Other approaches to the problem of heparin removal are known in the art. One such approach employs the use of a tableted form of fibrous triethylaminoethyl cellulose (an anion-exchange resin) which is commercially available from the Organon Teknika Corporation (Durham, N.C.) under the trademark "Heparsorb." Another approach involves the formation of an insoluble protamine reaction product comprising protamine sulfate or protamine sulfate and serum albumin cross-linked with glutaraldehyde which adsorbs heparin. Although these two further approaches are more convenient than the chromatographic techniques discussed hereinabove, substantial time periods (30-50 minutes) are still required to perform the entire procedure, the steps of which include, inter alia, incubation and/or agitation of the plasma sample and heparin removal agent, and centrifugation to separate the solid reaction product with the adsorbed heparin from the plasma sample. Both of these methods require special equipment, such as a rocking aliquot mixer and a centrifuge, in order to perform the procedure properly. Moreover, triethylaminoethyl cellulose is not specific to heparin, and will thus remove other clotting factors from the plasma sample. Neither of these approaches are useful for removing heparin from whole blood. Thus, they are not suitable for preparing heparin-free blood samples for tests where whole blood is required, such as whole blood clotting time tests.
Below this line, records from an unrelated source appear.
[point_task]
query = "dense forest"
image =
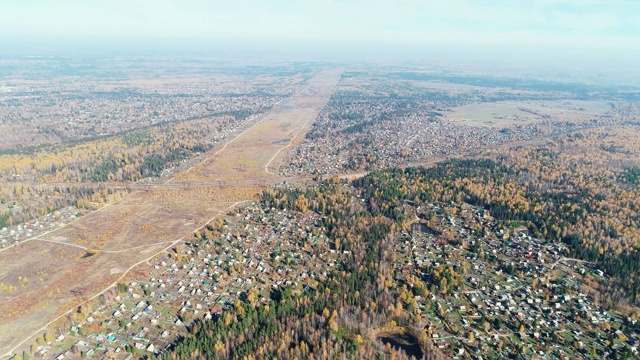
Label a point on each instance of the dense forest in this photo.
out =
(590, 208)
(335, 318)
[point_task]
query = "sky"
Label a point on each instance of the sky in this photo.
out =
(601, 31)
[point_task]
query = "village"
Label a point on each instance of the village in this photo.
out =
(379, 121)
(478, 287)
(511, 294)
(253, 251)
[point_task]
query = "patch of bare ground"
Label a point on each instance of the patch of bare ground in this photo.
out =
(52, 274)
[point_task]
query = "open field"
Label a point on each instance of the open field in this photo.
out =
(509, 113)
(251, 155)
(49, 276)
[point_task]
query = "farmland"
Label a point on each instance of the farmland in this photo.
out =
(93, 252)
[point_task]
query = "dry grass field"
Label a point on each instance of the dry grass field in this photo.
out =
(255, 152)
(509, 113)
(51, 275)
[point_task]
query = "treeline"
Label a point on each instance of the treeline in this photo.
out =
(327, 318)
(43, 199)
(592, 212)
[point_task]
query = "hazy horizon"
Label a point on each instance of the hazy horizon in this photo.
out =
(571, 35)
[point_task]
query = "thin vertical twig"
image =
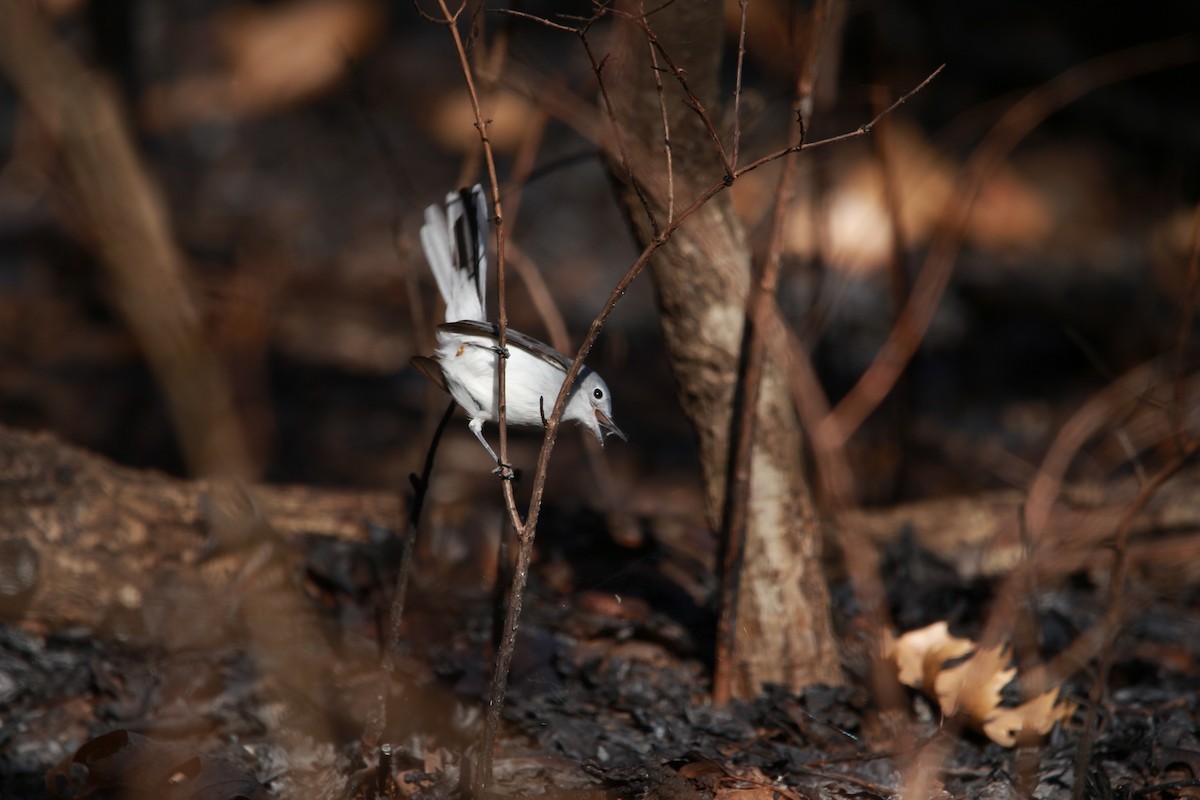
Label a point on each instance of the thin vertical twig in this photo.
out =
(377, 719)
(737, 83)
(666, 122)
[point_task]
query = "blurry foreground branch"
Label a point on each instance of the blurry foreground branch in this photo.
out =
(131, 230)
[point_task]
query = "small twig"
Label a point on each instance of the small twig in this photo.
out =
(377, 719)
(737, 494)
(694, 101)
(737, 82)
(1119, 577)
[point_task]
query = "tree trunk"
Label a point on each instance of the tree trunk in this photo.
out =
(702, 277)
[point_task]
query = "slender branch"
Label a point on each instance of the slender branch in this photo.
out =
(377, 719)
(694, 101)
(737, 82)
(666, 122)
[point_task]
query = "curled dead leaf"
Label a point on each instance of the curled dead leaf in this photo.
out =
(971, 686)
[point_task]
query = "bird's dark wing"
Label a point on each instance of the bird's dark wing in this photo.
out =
(514, 338)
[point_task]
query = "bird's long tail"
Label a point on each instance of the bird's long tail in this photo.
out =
(455, 244)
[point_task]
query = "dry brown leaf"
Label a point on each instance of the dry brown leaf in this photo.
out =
(919, 655)
(971, 689)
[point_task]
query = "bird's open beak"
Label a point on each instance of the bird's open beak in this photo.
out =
(607, 426)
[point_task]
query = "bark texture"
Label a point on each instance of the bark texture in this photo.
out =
(702, 277)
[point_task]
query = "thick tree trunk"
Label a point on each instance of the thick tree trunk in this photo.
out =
(702, 277)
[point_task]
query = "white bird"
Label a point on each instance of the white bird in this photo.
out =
(467, 358)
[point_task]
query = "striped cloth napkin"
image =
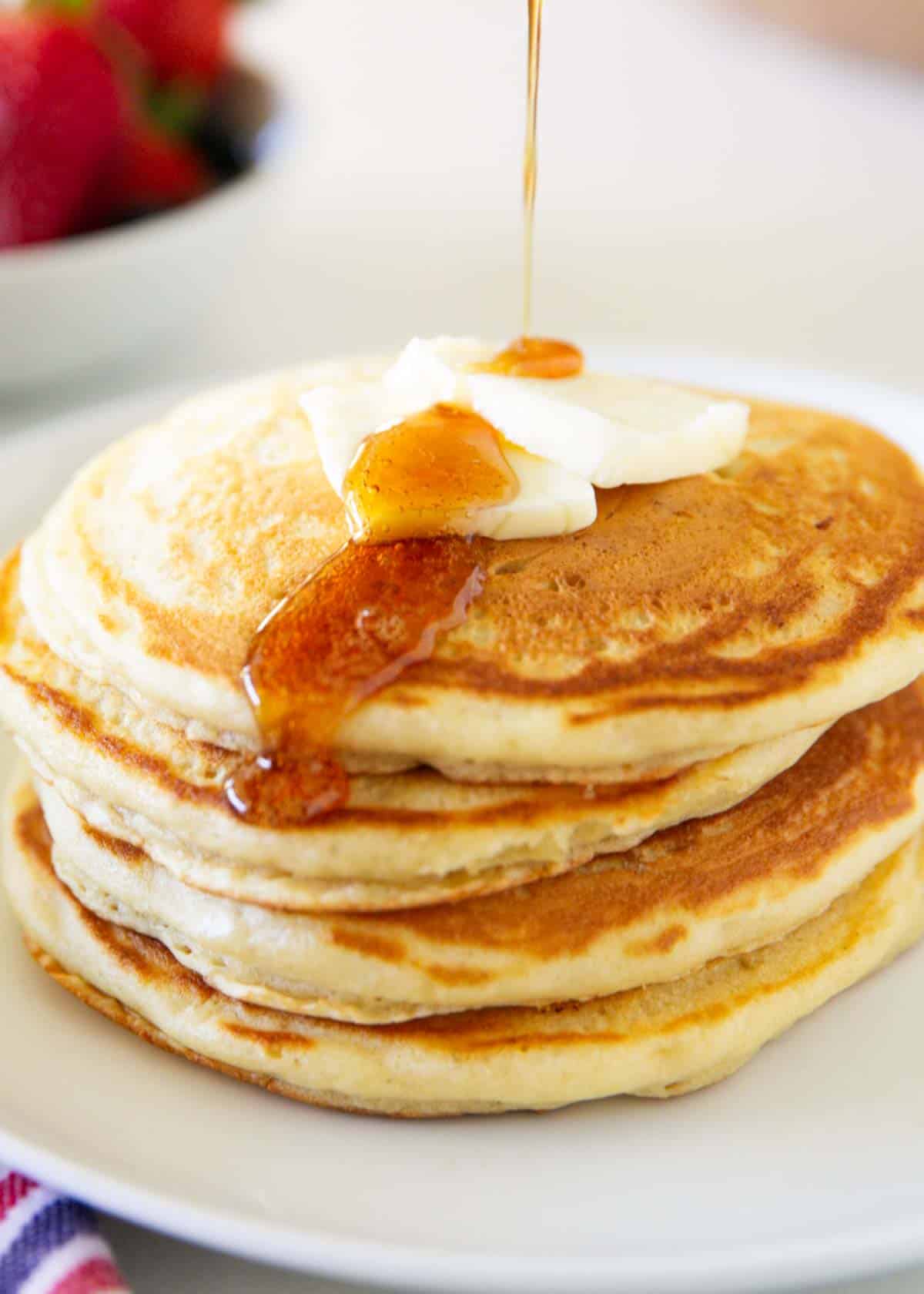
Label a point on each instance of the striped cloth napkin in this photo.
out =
(51, 1244)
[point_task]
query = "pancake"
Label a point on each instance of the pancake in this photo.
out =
(659, 911)
(694, 616)
(658, 1041)
(403, 840)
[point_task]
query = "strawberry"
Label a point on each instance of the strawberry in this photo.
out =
(182, 39)
(60, 129)
(158, 169)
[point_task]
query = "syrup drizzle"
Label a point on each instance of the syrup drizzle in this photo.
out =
(380, 606)
(353, 626)
(426, 477)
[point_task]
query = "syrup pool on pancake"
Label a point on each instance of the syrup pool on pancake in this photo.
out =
(380, 605)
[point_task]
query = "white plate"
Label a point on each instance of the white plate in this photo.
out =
(806, 1166)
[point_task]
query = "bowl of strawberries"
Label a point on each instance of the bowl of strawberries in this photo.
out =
(132, 152)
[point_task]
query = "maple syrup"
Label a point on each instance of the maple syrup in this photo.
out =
(352, 628)
(534, 357)
(534, 15)
(426, 475)
(380, 606)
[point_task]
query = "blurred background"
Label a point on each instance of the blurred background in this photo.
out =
(742, 179)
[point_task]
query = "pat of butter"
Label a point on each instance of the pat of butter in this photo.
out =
(614, 431)
(562, 437)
It is, therefore, an object of this invention to provide a simple, rapid and specific system for removing heparin from plasma and whole blood samples.
It is another object of this invention to provide an arrangement for removing heparin from blood products, without removing other clotting factors.
It is also an object of this invention to provide an arrangement for removing heparin from blood without impairing the ability of the blood to be tested as whole blood.
It is a further object of this invention to provide an arrangement for removing heparin from blood without requiring a large sample.
It is additionally an object of this invention to provide an arrangement for removing heparin from blood without wasting a portion of the sample.
It is yet a further object of this invention to provide an arrangement for removing heparin from blood without introducing protamine or protamine-heparin complexes into the sample.
It is also another object of this invention to provide an arrangement for removing heparin from blood without requiring the use of expensive or complex equipment.